Explore the dramatic remains of Cornwall’s once great tin and copper mines along the cliff tops, says Jeremy Walker
Jeremy Walker takes us through the remains of cornwall’s mines
THE VILLAGE of Botallack on Cornwall’s North Atlantic coast is not pretty or photogenic, but thankfully this is not the reason to visit. The main reason is to explore and shoot the remnants of Cornwall’s once thriving tin and copper mining industries, the dramatic remains of which are scattered across the clifftops throughout the Botallack area.
Since 2006 the area has become a worthy inclusion within UNESCO World Heritage site Cornwall and West Devon Mining Landscape – and will no doubt be familiar to some from the TV series Poldark.
The centrepiece of the mine workings at Botallack are the remains of the Crown engine houses perched precariously on the cliffs just above the sea. There is an official path leading down to the engine houses, but they can be viewed from all around the clifftops. There is also an unofficial path leading across a narrow causeway and onto a rocky promontory, which has superb views; it’s not for the faint-hearted and one should exercise extreme care here.
As an alternative to the Crown mines you can take a short walk along the clifftop path to the Wheal Owles mines and engine houses. Here there are excellent vantage points to photograph the engine houses and wide- open views along the cliffs toward the Crown mine ruins.
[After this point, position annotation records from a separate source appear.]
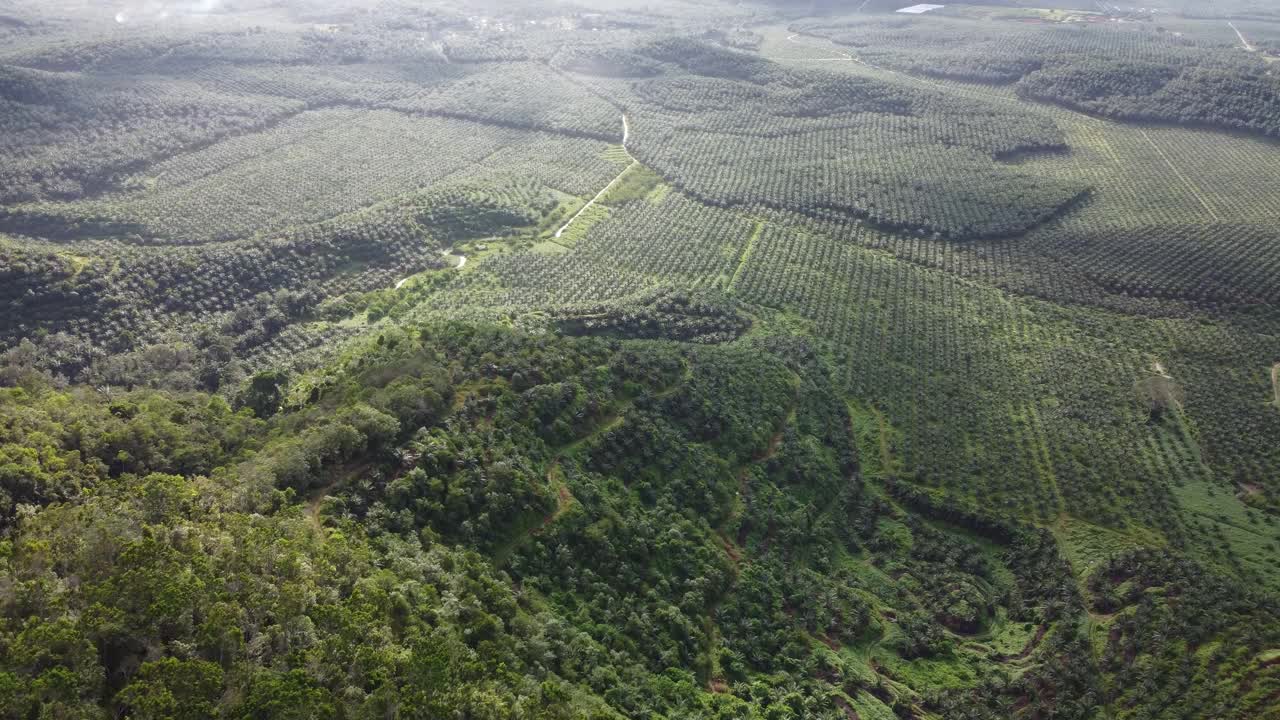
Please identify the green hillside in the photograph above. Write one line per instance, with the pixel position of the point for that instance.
(522, 360)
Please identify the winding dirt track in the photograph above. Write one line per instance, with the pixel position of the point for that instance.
(1275, 382)
(1240, 35)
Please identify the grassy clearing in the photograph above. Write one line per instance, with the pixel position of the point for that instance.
(1087, 545)
(1237, 531)
(636, 182)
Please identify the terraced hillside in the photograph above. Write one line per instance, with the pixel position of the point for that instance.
(644, 361)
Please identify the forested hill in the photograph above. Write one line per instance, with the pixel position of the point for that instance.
(519, 360)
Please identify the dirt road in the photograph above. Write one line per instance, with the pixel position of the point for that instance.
(626, 135)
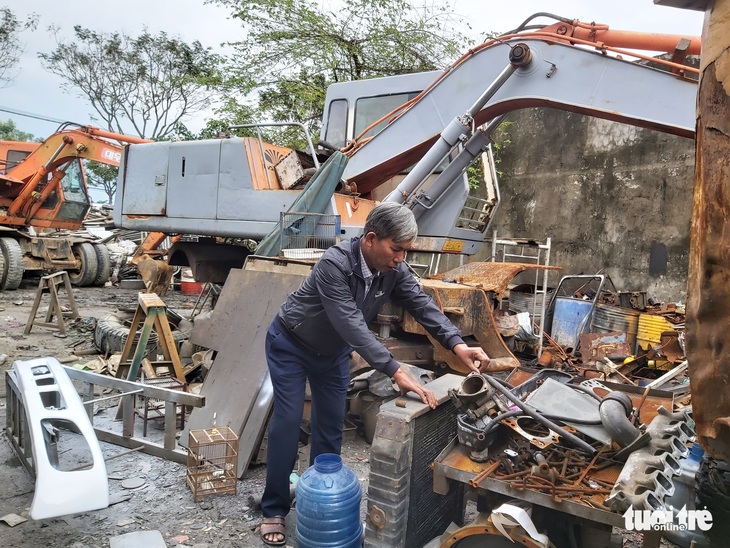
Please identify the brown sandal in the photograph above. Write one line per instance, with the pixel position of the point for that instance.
(274, 525)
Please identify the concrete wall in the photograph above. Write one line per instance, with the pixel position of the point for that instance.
(613, 198)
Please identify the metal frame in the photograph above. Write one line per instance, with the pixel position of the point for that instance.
(129, 390)
(541, 256)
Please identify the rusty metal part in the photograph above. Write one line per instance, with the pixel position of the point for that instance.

A 500-metre walk further along the cliffs will bring you to more ruins and views towards Cape Cornwall.
One of the great advantages of shooting at Botallack is that it is a west-facing coast, and hence, great for catching warm evening sunlight on the ruins or for shooting at sunset with colourful skies and silhouettes. If the weather turns grey and stormy, this is still a suitable location for dramatic and moody pictures.
This part of Cornwall has many scenic locations and it’s worth spending a few days exploring. Apart from the mines of Botallack, the Levant mine just a mile or two along the road has more dramatic ruins and engine houses. Porth Nanven is well worth a visit and so is Cape Cornwall. And only a 30-minute drive away is Penzance and, of course, St Michael’s Mount. I would probably give Land’s End a miss though.